The festival opened with reminiscences of legendary bassist Peter Kowald (1944-2002), originating from the close-by city of Wuppertal, cofounder of the festival and closely related to its heydays during the '80s and '90s. It became a very special thing, initiated and organized by Cologne double bassist Sebastian Gramms, who played Kowald's bass: standing in three rows, 44 double bassists (mainly from the region)—including Mark Dresser and Dieter Manderscheid—performed together, starting with themes by Kowald. It took a lot of organizational effort to bring Bassmasse, as it was called, into being. To rehearse and perform with this amount of big violins, more than forty parking lot spots were required, for instance. Daring as it doubtlessly was to do this as the very first concert in a completely new concert hall, it set the tone, succeeded in overcoming limitations and crossing borders. It ultimately turned out to be a triumph for the music, the instrument, the musicians and the audience.

44 double basses onstage is spectacular but not necessarily a spectacle. When Dutch drummer Han Bennink entered the stage, however, people expected a spectacle. And: they got it, generally speaking. In Moers, he hit the stage together with young Dutch pianist Oscar Jan Hoogland. As an artist and musician Bennink does not just play his tune or drum his rhythms, he transforms found realities percussively. And that's what he did effectively and in a highly enjoyable way for the cheering audience in Moers. Actually, when you get an audience that sympathetic, the musicians couldn't help but do a good job. Bennink then acted as many people would like to have acted themselves. He is a tough partner for every duo.

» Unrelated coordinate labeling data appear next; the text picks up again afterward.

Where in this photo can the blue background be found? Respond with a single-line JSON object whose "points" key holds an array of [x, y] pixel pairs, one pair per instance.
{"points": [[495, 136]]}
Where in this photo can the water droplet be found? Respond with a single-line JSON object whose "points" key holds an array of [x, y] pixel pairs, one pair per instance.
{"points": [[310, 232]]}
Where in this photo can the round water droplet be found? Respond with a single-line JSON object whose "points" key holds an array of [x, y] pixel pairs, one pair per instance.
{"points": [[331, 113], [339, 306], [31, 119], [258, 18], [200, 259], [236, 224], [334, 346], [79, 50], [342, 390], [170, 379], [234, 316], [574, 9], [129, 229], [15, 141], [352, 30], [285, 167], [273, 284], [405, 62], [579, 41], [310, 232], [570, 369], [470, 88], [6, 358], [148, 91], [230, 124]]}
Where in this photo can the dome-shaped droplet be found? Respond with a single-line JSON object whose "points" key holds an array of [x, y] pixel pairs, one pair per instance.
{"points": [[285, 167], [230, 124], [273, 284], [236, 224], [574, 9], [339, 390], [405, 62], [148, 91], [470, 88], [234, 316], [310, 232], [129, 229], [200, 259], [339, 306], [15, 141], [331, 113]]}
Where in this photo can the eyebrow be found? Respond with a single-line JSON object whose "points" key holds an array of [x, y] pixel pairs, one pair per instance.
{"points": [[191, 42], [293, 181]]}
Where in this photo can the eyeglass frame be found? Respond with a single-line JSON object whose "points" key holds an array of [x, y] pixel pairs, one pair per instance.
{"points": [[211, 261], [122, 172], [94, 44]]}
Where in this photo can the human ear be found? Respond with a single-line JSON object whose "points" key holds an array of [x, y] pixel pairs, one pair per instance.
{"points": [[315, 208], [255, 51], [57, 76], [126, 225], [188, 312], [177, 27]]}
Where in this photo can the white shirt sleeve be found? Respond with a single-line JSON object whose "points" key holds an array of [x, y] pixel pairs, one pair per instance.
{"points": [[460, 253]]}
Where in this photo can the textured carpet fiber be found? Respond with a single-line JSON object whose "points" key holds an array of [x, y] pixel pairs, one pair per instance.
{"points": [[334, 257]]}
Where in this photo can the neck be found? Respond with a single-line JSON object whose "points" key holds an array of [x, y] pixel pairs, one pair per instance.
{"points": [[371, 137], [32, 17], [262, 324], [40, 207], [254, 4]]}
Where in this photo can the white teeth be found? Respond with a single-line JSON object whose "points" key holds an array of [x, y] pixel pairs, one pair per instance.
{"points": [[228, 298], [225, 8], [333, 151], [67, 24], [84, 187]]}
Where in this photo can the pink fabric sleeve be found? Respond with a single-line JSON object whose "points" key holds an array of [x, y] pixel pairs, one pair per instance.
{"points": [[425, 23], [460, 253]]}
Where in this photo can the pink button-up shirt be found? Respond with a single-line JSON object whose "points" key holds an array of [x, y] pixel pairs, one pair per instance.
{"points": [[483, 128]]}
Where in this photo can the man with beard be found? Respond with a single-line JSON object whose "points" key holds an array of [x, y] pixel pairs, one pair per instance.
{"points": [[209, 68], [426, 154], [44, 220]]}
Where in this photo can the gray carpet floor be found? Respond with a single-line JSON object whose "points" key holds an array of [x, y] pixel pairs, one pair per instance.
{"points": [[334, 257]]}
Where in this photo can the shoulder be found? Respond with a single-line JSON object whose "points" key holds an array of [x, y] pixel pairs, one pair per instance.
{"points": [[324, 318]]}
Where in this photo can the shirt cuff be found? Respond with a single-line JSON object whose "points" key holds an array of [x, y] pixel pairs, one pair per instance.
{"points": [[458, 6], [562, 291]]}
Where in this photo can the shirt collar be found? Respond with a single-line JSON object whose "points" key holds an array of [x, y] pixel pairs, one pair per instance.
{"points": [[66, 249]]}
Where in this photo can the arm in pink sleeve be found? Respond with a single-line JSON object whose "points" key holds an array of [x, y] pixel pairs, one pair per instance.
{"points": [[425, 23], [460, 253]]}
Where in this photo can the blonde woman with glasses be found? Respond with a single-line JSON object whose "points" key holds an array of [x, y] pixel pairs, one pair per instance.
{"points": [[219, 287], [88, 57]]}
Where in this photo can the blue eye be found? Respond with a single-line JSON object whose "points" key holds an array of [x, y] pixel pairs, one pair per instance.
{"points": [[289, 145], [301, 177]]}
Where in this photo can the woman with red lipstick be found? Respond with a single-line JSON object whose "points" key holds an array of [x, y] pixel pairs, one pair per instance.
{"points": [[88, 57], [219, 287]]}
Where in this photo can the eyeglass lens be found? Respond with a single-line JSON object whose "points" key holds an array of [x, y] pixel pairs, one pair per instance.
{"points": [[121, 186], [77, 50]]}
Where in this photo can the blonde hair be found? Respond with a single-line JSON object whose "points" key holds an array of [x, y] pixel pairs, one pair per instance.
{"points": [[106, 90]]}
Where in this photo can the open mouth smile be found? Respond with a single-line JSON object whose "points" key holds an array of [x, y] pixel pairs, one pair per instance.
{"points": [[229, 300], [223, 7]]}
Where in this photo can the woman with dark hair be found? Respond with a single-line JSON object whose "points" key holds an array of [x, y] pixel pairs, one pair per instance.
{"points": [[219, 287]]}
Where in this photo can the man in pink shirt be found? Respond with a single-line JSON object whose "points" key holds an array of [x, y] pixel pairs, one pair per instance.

Hoogland is a homeboy (of the youngest generation) who acts in the same vein. Even as Bennink was expanding his work field, so, too, did Hoogland during their performance. He switched from piano to his heavily amplified and distorted clavinet and employed an armada of megaphones. Whereas other musicians add a lot of textural noise to their music, Bennink and Hoogland relied on a quite old tradition of artfully building up obstacles that they had to cope with in inventive ways to make their way into playing bits of music. Together with some of Thelonious Monk's pivotal lines as companions, both became entangled in a highly idiosyncratic and amusing way during their stage ride.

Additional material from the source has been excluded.